23
“I’m really sorry I brought this Wendolyn business up. It doesn’t fit in with …” Allen looked at Diana, wondering which word to choose. An easy word. “With this,” he said, putting his hand atop hers.
“Monster!” Diana tossed her napkin at him. “You’ve got my curiosity aroused.”
“Only that?” he said in mock dismay. Then he grew serious. “None of it matters anyway,” he said. “As Riley has so often reminded me, it was long before I came. None of my business, really. And Wendolyn is dead. If he weren’t dead, I wouldn’t be here.”
“What are you talking about? Did you replace him on the staff? Are you equally infamous? What on earth is all this about?”
“I see before me”—he raised his hand to his brow in the standard communing-with-the-spirits pose—“a reader of John Dickson Carr, of Michael Innes. Maybe even,” he lowered his voice, playing sinister, “Duvivier.”

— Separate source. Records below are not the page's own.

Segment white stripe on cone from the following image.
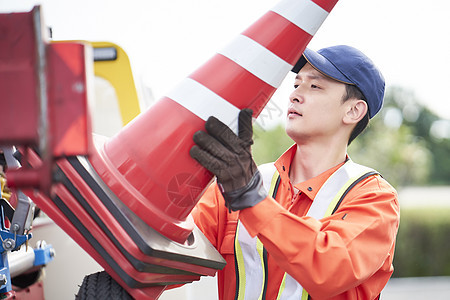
[219,35,293,88]
[167,78,243,134]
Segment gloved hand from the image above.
[190,109,267,211]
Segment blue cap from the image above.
[292,45,384,118]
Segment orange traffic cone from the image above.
[91,0,337,243]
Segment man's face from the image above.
[286,63,346,143]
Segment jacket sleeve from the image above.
[240,176,400,298]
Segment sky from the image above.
[0,0,450,124]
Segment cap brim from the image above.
[292,49,354,84]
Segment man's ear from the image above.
[343,99,369,124]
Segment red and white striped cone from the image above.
[91,0,337,243]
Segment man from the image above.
[191,46,399,299]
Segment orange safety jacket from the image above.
[193,147,399,300]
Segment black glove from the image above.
[190,109,267,210]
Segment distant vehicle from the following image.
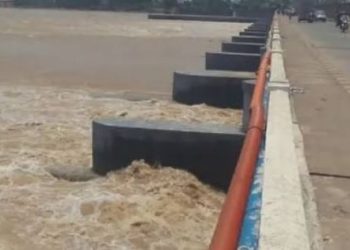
[298,11,314,23]
[339,15,349,33]
[313,10,327,22]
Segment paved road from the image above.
[298,22,350,82]
[281,19,350,250]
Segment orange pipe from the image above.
[210,52,270,250]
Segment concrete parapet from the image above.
[148,14,258,23]
[93,119,244,190]
[259,90,310,250]
[205,52,260,72]
[173,70,256,109]
[259,17,311,250]
[242,80,256,132]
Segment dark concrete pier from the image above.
[205,52,260,72]
[173,70,256,109]
[92,118,244,190]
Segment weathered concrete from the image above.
[280,18,350,250]
[259,18,311,250]
[259,89,310,250]
[221,42,265,54]
[93,119,244,190]
[205,52,260,72]
[148,14,258,23]
[173,70,256,109]
[239,31,268,37]
[242,80,256,131]
[232,36,266,43]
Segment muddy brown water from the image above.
[0,9,244,250]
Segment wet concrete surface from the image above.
[281,16,350,250]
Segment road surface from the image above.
[281,18,350,250]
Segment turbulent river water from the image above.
[0,9,246,250]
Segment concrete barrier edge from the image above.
[259,16,321,250]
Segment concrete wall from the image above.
[259,17,311,250]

“Tell me, Allen,” she persisted. “Leave out the gory parts if you have to, but tell me.”
“Ah, if I leave those out,” he said, “there will be no story to tell.” Then he pursed his lips, grew pensive. “Perhaps there isn’t much of one as it is. It’s been hard to piece it together, since everyone who had a hand in it—except for Riley, of course—has moved on.”
“How did Riley have a hand in it, whatever it is?”
“He knew the victim. And he knew the murderer as well.”
“The victim,” Diana said. “Christine Rivers!”
“Yes.”
“And the murderer!” She gestured around the room. “What’s-his-name!”
“Ronald Wendolyn. Yes. I’m frankly surprised, from what I’ve learned, that no one did him in. Rumor has it he was roundly hated, a man that no one could stand. Lord knows, Riley goes purple at the mention of his name. Even now.”
“Well”—Diana was matter-of-fact—“if Wendolyn murdered Riley’s girlfriend, I can see that he might.”
Allen looked up abruptly. “Ah, but Riley doesn’t know. Only I know. The murder, officially, was unsolved.”
“But …”
“Wendolyn was never a suspect. He stayed on here in perfect safety for some years. And then he died—an auto accident.”
“But …”
“He left some evidence behind, here, in Wendolyn House. That, too, went undiscovered. Until I came along.”
“And the police never revealed it?”
“Police? I never told them. I’ve told no one. Except you”—he laughed—“just now.”
“But why not?”
He looked at Diana, considering. “I suppose I should be honest?”
She nodded yes. “Of course.”
“I …” He was wary.
“Tell me,” Diana said.
Allen sat as though taking the witness box. “As academic slots go,” he began, “this one is a plum. Lots of money. And, of course, this house. Ronald Wendolyn, you see, left quite a bundle behind. All of that money—and the money that comes in still—goes to endow the renowned Wendolyn professorship.”
“And if Wendolyn were exposed as a murderer …”
“Quite so. The position, with all of its attendant pomp and privilege, would be abolished.”
Diana stared at the floor. “But didn’t anyone else ever suspect?”
“No one. Not until I came across the evidence one day, here, when I was dusting the mantel. That mantel in there. Think of it! Dusting off the mantel! Like a detective story. Until then, no dark deed was ever pinned on him. There aren’t even rumors, except for the rumor that no one could stand the man.”
“Well, if no one suspected him of killing Christine Rivers, why did everyone hate him?”
“I think he was just arrogant. I heard that, after that Renaissance stagecraft thing was published, he went around saying he’d tossed it off in a couple weekends. It drove the drones crazy, of course. Half of the people around here closet themselves away with what they call their ‘life’s work.’ You know, the classic academics.”
“You don’t mean you aren’t doing your life’s work?”
“Ah, but I am.” He feigned offense. “Mine is the seduction of Jane Austen scholars. Lady scholars, of course. Nothing queer about me.”
“And was Ronald Wendolyn queer?”
“Worse than that! I don’t know if I can bring myself to tell you.”
“Tell me.” Diana moved toward him, affecting menace.
“Well, at faculty meetings, Wendolyn is said to have … No, I can’t tell you.”
“I know,” Diana said, “he snored.”
“Worse.”
“He whispered!”
“Far worse.” He put his arms around her.
“I know,” she said, rubbing her forehead against the stubble on his chin. But then she forgot whatever it was she’d meant to say.
An ease was rising around them, the way dough rises: steadily, immensely. An ease that was domesticity, the sort that Lida would—Diana thought fleetingly—have jangled in upon with an offhand “Isn’t this cozy?” It was what Diana gave, and, therefore, what she got.